At one point he had become so engrossed in one conversation that she struck up a conversation of her own with a guy who looked like the only bad boy in a roomful of good guys. Two minutes into their conversation, Charles asked her, “What kind of hooker are you?”

She was taken aback, “What makes you think I’m any kind of hooker at all?”

He looked pointedly at the way she was dressed and raised his eyebrows. She checked herself out in the dark mirror and felt incredibly turned on. Three minutes later she had smuggled him into a cubicle of the women’s room. Four minutes later they were bouncing off the walls of the cubicle, seriously startling their neighbours on either side who were trying to pee as quietly as possible.

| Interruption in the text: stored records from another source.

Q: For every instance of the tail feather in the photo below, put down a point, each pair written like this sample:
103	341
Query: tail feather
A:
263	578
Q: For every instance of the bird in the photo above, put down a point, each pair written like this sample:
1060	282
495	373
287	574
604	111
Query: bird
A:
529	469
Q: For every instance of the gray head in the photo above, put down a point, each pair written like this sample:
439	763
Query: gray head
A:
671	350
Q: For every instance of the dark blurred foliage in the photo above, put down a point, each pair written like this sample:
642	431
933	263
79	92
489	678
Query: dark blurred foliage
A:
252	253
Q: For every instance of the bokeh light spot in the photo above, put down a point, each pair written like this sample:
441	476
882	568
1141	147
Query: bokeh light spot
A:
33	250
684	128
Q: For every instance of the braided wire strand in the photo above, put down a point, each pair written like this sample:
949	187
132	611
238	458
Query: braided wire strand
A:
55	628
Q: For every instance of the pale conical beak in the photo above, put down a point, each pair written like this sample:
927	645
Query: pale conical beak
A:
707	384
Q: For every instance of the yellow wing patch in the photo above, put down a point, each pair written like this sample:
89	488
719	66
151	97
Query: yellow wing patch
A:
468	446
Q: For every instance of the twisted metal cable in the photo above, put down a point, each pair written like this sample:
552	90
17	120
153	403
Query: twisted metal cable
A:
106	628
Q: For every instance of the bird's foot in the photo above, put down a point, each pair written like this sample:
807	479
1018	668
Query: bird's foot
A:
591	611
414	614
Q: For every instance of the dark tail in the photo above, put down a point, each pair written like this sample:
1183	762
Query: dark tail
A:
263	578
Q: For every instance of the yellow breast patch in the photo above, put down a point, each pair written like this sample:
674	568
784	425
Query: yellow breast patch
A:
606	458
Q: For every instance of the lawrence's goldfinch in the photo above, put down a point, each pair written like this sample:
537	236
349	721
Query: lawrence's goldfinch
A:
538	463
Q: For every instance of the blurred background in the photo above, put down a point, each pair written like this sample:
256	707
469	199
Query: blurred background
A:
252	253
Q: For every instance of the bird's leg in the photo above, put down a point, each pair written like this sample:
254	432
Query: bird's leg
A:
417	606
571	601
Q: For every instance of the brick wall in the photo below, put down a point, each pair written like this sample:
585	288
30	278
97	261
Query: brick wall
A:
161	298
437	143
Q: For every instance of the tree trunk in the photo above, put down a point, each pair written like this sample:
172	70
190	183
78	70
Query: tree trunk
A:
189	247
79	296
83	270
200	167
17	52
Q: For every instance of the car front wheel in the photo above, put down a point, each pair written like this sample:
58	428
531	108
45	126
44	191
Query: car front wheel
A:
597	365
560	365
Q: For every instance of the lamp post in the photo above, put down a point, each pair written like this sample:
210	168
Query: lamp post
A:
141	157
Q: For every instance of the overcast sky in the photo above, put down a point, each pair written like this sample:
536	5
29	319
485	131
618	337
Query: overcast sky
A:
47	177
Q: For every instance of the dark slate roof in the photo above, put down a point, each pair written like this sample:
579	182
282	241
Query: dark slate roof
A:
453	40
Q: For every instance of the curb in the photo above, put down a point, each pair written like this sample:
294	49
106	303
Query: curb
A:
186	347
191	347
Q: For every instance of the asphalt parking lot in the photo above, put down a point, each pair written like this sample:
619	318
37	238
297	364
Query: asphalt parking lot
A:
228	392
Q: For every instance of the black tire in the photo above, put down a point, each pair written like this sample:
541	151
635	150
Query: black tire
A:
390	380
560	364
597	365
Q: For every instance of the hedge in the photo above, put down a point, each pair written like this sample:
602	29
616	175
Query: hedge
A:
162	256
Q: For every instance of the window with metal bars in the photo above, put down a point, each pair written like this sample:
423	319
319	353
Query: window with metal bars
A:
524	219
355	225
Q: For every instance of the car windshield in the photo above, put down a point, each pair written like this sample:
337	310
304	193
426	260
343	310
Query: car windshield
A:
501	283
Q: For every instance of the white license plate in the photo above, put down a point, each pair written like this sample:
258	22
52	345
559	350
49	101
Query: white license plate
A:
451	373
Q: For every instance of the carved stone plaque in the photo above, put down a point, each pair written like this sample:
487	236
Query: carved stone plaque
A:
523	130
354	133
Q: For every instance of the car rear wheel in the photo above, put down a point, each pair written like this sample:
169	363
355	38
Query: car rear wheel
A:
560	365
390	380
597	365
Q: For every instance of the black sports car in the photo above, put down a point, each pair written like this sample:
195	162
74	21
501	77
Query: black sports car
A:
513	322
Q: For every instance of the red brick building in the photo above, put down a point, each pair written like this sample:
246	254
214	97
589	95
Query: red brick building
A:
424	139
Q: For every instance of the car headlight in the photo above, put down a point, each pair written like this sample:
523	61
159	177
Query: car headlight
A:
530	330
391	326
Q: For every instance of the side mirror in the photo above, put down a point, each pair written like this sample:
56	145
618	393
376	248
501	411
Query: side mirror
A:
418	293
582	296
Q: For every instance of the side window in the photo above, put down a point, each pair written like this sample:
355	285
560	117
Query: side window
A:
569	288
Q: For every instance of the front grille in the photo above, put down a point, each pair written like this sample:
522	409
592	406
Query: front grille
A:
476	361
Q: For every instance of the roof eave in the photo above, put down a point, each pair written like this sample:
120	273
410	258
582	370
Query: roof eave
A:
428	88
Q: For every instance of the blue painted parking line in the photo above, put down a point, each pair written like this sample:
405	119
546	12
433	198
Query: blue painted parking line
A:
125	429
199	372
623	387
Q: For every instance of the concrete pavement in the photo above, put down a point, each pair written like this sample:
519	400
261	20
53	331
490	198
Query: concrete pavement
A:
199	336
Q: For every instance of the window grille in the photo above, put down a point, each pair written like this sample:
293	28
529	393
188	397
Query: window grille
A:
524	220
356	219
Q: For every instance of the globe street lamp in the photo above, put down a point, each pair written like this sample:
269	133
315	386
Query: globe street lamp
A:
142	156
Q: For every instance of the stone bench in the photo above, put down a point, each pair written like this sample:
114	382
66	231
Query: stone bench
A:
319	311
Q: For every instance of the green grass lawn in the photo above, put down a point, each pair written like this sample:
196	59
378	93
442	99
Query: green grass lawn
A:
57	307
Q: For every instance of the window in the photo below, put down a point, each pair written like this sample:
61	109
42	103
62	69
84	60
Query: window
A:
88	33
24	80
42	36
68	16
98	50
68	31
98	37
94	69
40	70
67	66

When her whispers of arousal turned into growls of passion they exited so fast, one of them had to go back later to wash her hands. Four-and-a-half minutes after they first entered the cubicle Charles was done and Rachel hadn’t even got properly started. She watched him fumble with his shirt tails for a moment and then she said, “That will cost you three hundred dollars.” It made him pause for a bit and then he liberated four bills from his wallet and stuck them in her cleavage, “Keep the change, wildcat.”

Angry tears had streaked her mascara long before she exited the bathroom and when she saw that Evan hadn’t even noticed she was gone she walked out of the bar and his life. All she ever said about their meeting and break-up seven months later was, “It ended the way it began…because of a chance encounter.”